Business use of regression analysis: sales forecasting in retail
Regression analysis is instrumental in predicting numerical outcomes, making it ideal for sales forecasting in the retail sector. By analyzing historical sales data and considering factors like promotions and seasonality, businesses can make informed decisions regarding inventory management and resource allocation.
As Biswas, Sanyal, and Mukherjee demonstrated in 2020, regression analysis is now being updated with more sophisticated techniques. However, it remains a core element of every AI researcher’s knowledge base.
Business use of logistic regression: predicting employee attrition
Human beings seem to behave in unpredictable and spontaneous ways. However, investigating huge datasets of employee behavior can reveal striking patterns.
For example, logistic regression models have a useful role in predicting the future of human resources departments. Based on factors such as job satisfaction, tenure, and performance metrics. This aids in proactive workforce management and retention strategies.

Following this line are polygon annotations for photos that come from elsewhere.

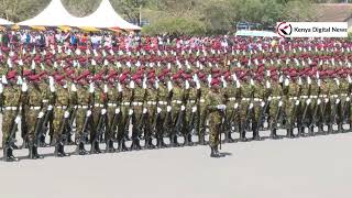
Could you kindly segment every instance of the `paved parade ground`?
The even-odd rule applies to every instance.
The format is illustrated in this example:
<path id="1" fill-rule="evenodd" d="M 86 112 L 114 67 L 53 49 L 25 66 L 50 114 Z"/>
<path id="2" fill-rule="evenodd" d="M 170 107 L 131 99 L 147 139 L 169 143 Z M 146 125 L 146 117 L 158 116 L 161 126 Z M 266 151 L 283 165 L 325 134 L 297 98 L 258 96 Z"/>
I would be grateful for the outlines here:
<path id="1" fill-rule="evenodd" d="M 351 151 L 352 133 L 227 144 L 220 160 L 205 146 L 41 161 L 16 151 L 19 163 L 0 163 L 1 197 L 350 198 Z"/>

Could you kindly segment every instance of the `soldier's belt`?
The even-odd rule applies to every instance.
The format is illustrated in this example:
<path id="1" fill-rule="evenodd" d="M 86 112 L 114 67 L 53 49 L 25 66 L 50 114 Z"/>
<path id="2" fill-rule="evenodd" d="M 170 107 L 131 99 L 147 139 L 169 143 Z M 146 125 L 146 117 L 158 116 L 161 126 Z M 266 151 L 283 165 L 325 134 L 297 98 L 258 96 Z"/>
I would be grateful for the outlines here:
<path id="1" fill-rule="evenodd" d="M 156 106 L 156 102 L 153 102 L 153 101 L 147 101 L 146 102 L 148 106 Z"/>
<path id="2" fill-rule="evenodd" d="M 282 97 L 272 97 L 273 100 L 280 100 Z"/>
<path id="3" fill-rule="evenodd" d="M 143 106 L 143 102 L 132 102 L 132 106 Z"/>
<path id="4" fill-rule="evenodd" d="M 57 106 L 56 109 L 64 109 L 64 110 L 66 110 L 66 109 L 67 109 L 67 106 Z"/>
<path id="5" fill-rule="evenodd" d="M 41 110 L 41 107 L 31 107 L 31 110 Z"/>
<path id="6" fill-rule="evenodd" d="M 182 105 L 183 101 L 180 101 L 180 100 L 173 100 L 173 103 Z"/>
<path id="7" fill-rule="evenodd" d="M 15 111 L 15 110 L 18 110 L 18 107 L 6 107 L 4 110 L 6 111 Z"/>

It’s not as exciting as ChatGPT. Logistic regression nonetheless has a valuable role in your organization’s human resources strategy.

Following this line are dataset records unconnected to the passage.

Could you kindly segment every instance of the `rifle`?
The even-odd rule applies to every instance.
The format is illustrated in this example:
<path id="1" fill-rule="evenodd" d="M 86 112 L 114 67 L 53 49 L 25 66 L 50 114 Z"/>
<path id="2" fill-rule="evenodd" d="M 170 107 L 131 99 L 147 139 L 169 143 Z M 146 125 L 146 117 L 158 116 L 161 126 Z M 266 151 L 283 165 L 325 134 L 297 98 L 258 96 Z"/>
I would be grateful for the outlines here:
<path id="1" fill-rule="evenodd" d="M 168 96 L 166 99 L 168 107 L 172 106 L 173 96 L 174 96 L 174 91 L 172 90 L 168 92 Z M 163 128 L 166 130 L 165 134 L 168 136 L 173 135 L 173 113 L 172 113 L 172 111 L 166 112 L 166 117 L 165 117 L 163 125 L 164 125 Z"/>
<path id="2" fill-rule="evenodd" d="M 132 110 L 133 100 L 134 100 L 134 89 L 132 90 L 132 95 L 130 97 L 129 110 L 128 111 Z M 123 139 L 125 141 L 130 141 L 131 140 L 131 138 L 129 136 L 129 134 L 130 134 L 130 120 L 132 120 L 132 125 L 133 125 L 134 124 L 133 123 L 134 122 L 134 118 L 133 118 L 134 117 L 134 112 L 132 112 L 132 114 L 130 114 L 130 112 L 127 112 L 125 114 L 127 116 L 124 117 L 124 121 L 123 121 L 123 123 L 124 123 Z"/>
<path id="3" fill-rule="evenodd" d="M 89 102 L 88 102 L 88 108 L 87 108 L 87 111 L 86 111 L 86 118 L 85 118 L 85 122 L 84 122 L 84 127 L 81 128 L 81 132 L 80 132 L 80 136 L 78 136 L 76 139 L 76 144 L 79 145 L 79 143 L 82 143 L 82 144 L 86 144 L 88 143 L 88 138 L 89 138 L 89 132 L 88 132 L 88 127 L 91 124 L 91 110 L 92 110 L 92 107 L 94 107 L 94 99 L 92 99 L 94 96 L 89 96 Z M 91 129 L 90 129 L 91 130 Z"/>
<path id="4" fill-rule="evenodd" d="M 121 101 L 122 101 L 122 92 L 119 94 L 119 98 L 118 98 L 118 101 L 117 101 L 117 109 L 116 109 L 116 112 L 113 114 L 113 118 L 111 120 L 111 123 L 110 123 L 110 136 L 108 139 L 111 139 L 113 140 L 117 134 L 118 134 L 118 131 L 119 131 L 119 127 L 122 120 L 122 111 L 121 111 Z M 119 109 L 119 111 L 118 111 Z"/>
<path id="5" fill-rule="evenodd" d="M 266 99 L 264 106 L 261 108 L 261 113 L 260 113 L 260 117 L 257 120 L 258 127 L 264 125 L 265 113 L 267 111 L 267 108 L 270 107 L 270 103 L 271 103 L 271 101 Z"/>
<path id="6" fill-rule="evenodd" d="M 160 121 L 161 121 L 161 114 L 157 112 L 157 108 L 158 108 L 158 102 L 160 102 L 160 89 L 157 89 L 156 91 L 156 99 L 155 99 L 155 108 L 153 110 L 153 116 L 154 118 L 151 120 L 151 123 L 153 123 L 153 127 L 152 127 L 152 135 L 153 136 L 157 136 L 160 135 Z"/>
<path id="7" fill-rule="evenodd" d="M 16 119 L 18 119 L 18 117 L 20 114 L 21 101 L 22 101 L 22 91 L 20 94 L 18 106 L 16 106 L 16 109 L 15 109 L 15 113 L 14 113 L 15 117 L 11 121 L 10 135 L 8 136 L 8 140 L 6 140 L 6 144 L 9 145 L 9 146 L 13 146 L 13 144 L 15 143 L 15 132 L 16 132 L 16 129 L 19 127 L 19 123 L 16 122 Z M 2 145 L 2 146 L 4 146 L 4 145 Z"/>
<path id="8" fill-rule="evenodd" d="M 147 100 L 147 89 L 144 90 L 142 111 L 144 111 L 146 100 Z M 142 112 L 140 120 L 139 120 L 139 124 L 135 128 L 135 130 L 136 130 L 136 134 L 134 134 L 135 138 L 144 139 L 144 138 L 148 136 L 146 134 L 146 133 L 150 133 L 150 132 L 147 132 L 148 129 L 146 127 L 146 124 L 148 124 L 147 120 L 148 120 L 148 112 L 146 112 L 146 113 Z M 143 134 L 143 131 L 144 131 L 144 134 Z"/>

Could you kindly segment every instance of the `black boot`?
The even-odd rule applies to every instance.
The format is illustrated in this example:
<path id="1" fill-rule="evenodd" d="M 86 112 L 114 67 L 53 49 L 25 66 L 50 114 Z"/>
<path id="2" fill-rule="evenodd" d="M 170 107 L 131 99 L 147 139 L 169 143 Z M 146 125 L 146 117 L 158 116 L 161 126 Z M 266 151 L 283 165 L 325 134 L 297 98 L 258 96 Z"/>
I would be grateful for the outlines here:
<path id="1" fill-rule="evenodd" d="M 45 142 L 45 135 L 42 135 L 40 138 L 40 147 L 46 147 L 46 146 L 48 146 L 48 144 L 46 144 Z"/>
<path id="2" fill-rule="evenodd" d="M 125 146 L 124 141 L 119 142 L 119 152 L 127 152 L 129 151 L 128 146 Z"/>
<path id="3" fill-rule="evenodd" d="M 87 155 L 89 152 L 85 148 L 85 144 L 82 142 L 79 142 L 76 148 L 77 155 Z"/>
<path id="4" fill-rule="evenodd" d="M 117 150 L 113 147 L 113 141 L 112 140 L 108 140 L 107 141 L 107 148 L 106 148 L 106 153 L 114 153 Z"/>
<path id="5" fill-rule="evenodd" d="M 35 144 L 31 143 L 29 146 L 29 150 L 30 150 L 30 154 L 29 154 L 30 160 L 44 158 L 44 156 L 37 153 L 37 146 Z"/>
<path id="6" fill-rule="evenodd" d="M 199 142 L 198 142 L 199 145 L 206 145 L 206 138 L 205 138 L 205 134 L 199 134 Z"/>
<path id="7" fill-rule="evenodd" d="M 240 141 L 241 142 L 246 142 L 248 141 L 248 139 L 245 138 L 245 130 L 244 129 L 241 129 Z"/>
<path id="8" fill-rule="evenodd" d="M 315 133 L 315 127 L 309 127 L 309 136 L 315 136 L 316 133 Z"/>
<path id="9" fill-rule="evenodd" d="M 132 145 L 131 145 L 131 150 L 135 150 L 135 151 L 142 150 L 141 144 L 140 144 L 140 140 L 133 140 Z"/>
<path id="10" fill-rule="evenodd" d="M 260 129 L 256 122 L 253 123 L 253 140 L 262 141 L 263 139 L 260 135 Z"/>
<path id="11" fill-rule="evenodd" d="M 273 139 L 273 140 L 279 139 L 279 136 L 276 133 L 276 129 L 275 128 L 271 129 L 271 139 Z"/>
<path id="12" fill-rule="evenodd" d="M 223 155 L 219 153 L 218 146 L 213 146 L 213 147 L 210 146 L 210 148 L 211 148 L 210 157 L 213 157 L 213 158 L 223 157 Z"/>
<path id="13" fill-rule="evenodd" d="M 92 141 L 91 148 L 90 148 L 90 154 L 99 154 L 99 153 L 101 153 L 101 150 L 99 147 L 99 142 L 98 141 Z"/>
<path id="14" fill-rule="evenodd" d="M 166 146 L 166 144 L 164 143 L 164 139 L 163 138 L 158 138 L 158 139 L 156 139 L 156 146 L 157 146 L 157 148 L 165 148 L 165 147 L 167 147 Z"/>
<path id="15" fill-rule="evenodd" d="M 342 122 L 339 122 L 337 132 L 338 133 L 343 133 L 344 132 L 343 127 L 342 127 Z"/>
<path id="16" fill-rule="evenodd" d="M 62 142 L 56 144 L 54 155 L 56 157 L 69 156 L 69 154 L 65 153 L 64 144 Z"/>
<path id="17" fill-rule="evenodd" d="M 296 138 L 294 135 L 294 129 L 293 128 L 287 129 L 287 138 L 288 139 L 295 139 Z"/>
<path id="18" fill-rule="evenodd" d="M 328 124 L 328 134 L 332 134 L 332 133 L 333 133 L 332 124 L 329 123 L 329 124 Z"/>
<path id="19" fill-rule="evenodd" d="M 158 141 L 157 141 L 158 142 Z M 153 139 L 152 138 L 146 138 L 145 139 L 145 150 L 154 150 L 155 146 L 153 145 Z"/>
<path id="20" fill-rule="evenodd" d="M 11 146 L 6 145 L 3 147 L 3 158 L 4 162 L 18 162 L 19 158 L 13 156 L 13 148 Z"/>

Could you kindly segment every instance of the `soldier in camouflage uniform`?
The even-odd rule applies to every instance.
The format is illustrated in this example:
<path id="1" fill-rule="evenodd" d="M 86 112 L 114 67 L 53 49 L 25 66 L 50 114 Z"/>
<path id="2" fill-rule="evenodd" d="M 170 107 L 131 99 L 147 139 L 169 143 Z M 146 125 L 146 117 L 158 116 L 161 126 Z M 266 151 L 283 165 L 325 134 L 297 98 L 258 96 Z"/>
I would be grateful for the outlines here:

Ethical concerns of artificial intelligence models
Many commentators have raised questions about the ethics and morality of AI. Although there are many general problems with the ethics of AI, each model brings up its own specific questions. Consider these carefully before planning your implementation.
Generative AI Models
ChatGPT and similar models actively perpetuate societal biases ingrained in their training data, potentially endorsing stereotypes or discriminatory language. The realistic content generation facilitated by these models raises consequential concerns about the creation of convincing fake news, deepfakes, or misleading information.

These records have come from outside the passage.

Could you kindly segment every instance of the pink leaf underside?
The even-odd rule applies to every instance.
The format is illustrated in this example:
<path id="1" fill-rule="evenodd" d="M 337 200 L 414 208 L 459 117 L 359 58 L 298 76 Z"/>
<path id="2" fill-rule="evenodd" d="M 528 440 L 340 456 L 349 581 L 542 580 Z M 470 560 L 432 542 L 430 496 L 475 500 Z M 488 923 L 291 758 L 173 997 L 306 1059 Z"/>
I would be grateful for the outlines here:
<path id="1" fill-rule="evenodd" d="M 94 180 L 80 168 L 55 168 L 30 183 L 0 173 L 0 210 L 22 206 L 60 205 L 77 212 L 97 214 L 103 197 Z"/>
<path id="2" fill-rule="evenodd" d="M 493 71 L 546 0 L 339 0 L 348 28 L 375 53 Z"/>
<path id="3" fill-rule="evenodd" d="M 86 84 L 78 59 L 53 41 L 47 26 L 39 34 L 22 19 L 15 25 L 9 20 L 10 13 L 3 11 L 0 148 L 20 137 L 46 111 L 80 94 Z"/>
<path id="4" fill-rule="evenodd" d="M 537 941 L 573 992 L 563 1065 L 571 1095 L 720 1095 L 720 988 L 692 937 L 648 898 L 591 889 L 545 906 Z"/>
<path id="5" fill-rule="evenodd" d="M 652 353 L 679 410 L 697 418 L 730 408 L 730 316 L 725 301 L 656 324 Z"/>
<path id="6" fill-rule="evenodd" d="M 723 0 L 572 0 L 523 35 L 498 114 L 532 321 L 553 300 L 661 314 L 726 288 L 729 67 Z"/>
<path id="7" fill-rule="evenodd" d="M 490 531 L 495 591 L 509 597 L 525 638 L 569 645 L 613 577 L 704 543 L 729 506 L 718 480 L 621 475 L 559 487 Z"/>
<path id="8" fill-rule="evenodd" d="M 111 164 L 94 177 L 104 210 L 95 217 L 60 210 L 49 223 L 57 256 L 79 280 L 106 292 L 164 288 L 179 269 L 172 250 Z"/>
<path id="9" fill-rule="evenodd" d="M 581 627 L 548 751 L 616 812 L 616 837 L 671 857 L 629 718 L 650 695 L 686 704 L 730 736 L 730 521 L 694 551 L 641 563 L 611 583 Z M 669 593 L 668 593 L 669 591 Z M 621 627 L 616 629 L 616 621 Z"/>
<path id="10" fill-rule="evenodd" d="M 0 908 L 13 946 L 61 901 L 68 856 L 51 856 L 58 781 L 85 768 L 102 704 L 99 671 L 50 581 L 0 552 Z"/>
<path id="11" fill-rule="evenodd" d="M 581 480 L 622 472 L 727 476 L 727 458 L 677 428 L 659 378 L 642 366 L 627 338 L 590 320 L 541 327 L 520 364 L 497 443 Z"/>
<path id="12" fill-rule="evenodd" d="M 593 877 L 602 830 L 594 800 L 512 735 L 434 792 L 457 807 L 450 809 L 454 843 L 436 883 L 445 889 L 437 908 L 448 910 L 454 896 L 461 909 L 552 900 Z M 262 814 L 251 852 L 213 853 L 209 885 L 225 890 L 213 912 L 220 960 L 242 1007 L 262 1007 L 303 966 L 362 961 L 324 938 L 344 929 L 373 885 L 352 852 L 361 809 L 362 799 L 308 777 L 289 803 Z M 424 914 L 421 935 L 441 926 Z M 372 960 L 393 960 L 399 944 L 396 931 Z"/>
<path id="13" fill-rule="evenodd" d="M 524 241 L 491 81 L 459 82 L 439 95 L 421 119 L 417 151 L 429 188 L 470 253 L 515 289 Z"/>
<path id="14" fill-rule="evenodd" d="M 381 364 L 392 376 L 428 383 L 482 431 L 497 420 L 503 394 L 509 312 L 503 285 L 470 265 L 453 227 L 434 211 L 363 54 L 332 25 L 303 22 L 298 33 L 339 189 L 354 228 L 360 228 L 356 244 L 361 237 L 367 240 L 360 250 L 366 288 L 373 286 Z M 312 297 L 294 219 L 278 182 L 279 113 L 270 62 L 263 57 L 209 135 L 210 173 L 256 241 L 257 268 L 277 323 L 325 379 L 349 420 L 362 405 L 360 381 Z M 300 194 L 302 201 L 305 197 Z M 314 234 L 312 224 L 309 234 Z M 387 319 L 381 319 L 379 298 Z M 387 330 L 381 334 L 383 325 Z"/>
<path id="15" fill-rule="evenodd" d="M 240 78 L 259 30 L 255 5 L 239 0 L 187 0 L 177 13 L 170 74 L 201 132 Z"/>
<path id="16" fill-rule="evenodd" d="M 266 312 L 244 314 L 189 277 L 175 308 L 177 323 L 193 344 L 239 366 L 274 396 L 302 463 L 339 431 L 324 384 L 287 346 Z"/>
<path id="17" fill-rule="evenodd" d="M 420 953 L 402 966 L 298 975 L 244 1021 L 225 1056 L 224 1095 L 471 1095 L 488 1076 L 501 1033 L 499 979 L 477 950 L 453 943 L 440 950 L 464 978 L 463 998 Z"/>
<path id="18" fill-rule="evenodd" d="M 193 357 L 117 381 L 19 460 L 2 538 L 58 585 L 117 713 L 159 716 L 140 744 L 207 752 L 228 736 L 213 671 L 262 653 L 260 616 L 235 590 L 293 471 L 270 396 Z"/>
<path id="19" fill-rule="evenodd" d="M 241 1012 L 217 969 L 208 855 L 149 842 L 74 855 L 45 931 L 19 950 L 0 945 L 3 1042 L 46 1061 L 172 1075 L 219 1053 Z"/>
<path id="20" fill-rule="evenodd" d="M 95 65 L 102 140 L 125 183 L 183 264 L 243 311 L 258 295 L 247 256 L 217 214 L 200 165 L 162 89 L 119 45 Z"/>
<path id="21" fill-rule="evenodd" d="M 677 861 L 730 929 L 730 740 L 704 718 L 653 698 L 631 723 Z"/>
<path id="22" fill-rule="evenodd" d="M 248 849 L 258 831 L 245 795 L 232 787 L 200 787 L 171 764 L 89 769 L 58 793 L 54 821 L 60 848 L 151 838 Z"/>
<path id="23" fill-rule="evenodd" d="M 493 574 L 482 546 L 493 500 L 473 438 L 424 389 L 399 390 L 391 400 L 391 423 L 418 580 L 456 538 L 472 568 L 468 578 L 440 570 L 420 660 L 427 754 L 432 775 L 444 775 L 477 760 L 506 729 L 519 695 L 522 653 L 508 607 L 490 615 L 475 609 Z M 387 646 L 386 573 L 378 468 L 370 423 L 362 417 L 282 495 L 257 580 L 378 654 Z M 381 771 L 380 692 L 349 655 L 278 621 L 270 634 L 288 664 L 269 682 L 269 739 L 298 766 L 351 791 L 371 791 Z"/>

Artificial Neural Networks (ANNs)
The complexity of ANNs actively contributes to decision-making processes characterized by opaqueness, hindering a clear understanding and explanation of specific outputs. If training data incorporates biases, ANNs actively amplify and perpetuate these biases in their predictions, necessitating vigilant consideration during model development.
Decision-Making Models
The utilization of decision-making models in sensitive areas like criminal justice actively raises concerns about fairness, potential biases, and the impact on individuals’ lives. Transparent and accountable decision-making processes actively prevent unintended consequences and foster fair outcomes within these models.
Random Forests
While actively recognized for robustness, concerns may arise if random forests inadvertently reinforce biases present in the training data, potentially compromising the fairness of decision outcomes. Attentive consideration of these ethical implications is essential in actively developing and deploying random forest models.
Support Vector Machines (SVMs)
SVMs, especially in scenarios with complex decision boundaries, may inadvertently contribute to biased outcomes, actively prompting concerns about fairness and equity. Vigilant attention to addressing potential biases and ensuring fairness is essential in actively deploying SVMs across various domains.
The future of artificial intelligence models
For decades, data scientists have been diligently working on AI models for all kinds of applications that simulate human intelligence in key ways.
As we’ve seen in this article, the major issues of the day are not the terrors of self-aware AI or artificial general intelligence. Rather, we are still working out what to do with the models we DO have!
For example, at the UK’s AI summit in November 2023, the international delegation decided that At the 2023 summit on AI – the global delegation seemed to agree that one of the short-term problems was to do with disinformation – a major issue when it comes to the major models of generative AI we have today!
For the moment, researchers will continue with their AI modeling work. In another year, the world may have got even further with their models.